Othering Ourselves: When Maori Attack Maori

Politics and its commentary can be a platform of the most immature and puerile expressions of human behaviour. It is dominated with huge amounts of energy towards bringing ‘other’ parties and people down. It is rife with ‘othering’. Othering is the process of casting people into the role of the ‘other’. They mentally classify – in their mind individuals or groups as “not being one of us’. Fueled by a need to feel superior, over others, they seek to become separate and distinct from the other.

It is really sad to read social media threads of Maori that personally attack our Maori politicians. There are many words used, but I especially abhor and detest the words ‘ballhead’ and ‘house nigger’ being used to describe our Maori politicians. These are such heavily loaded words, attached to horrific histories and unimaginable past horrors. These are shaming words, used to bring the ‘Maori-ness’ of a person down, reducing them to the ‘other’.

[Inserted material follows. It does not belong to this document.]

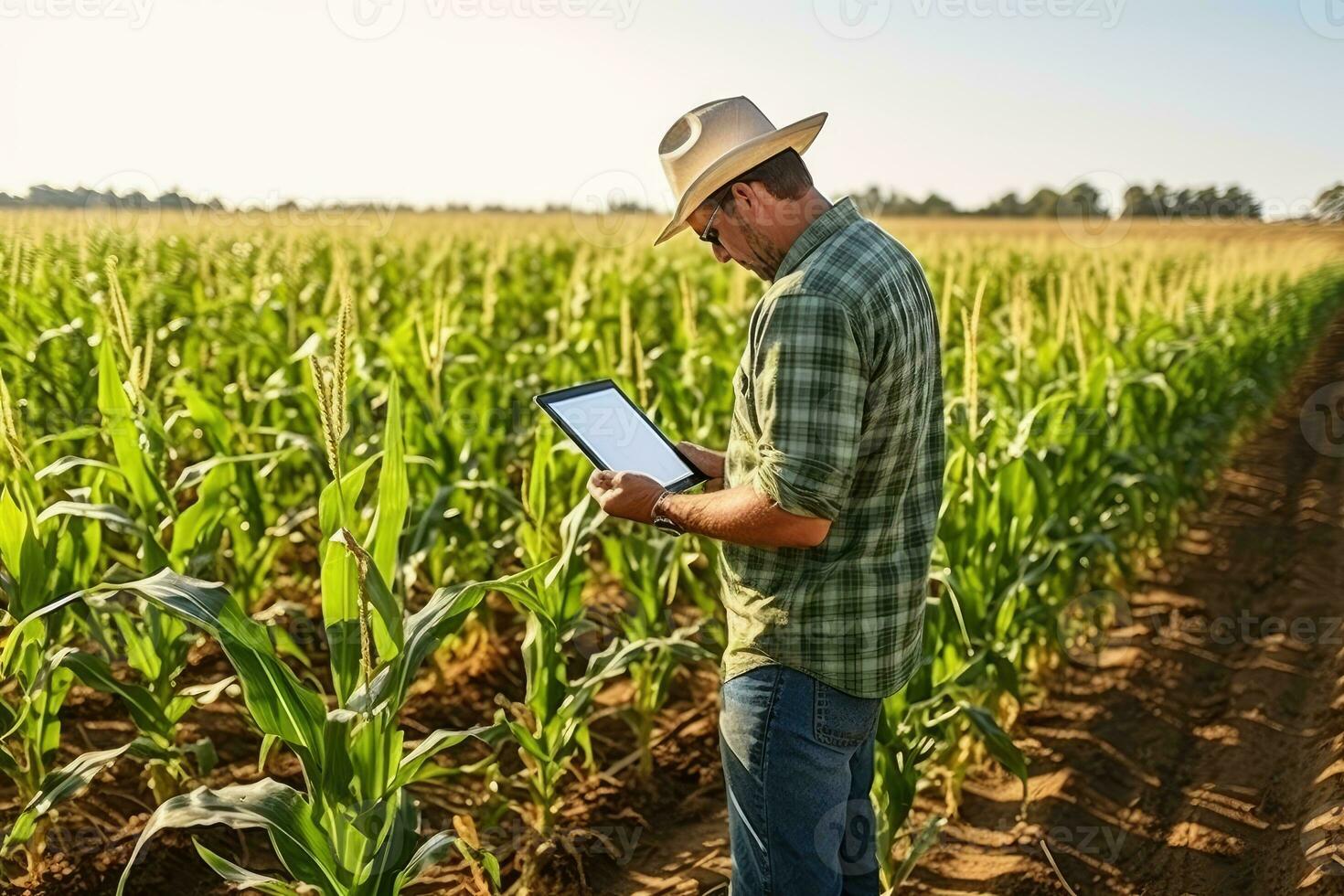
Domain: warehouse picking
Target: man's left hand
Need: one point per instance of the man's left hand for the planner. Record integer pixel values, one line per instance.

Every human deserves to be treated with dignity – including Maori politicians.

I’ve never actually met an evil person,

I’ve met good people, who do bad things,

I’ve met ignorant people who don’t know any better.

I’ve met lost people who can’t find the way.

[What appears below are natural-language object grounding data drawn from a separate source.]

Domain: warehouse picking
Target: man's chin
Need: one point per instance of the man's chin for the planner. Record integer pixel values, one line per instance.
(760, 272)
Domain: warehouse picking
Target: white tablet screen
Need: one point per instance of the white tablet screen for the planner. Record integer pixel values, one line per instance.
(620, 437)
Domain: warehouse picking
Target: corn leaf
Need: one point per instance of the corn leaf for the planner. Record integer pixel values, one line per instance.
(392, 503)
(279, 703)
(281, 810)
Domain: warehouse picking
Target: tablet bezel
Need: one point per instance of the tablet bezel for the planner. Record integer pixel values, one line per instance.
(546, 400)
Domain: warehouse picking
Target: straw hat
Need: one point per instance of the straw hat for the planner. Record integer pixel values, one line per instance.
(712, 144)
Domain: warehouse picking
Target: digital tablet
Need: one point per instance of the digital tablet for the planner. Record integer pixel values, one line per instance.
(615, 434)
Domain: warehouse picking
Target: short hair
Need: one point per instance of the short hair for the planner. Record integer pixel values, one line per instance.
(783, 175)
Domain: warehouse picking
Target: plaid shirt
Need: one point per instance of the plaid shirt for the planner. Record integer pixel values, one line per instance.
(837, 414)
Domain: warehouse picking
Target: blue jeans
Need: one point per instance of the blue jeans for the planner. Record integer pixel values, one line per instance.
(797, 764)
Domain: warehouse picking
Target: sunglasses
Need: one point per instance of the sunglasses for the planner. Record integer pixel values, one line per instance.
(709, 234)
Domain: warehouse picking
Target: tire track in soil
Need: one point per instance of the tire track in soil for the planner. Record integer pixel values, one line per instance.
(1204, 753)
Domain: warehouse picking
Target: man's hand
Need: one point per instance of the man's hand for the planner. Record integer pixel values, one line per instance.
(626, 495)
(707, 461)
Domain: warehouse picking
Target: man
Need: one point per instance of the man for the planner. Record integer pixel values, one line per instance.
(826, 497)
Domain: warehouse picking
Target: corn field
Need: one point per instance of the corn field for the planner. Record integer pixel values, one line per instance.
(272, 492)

But, there are very few people on this earth who are purely evil.

Every person is a complex bundle of emotions, ideas, motivations, and priorities, shaped by their past experiences and histories. I believe that everybody is born with a good heart.

My experience with most Maori politicians is they work pretty damn hard for their beliefs in what they think will make a better society. I don’t always agree with what they prioritize or their tactics to get positions and attention. But that is where the debate should start, not personal attacks that tries to reduce them as a person. I’ve said this before in other blogs, words have power.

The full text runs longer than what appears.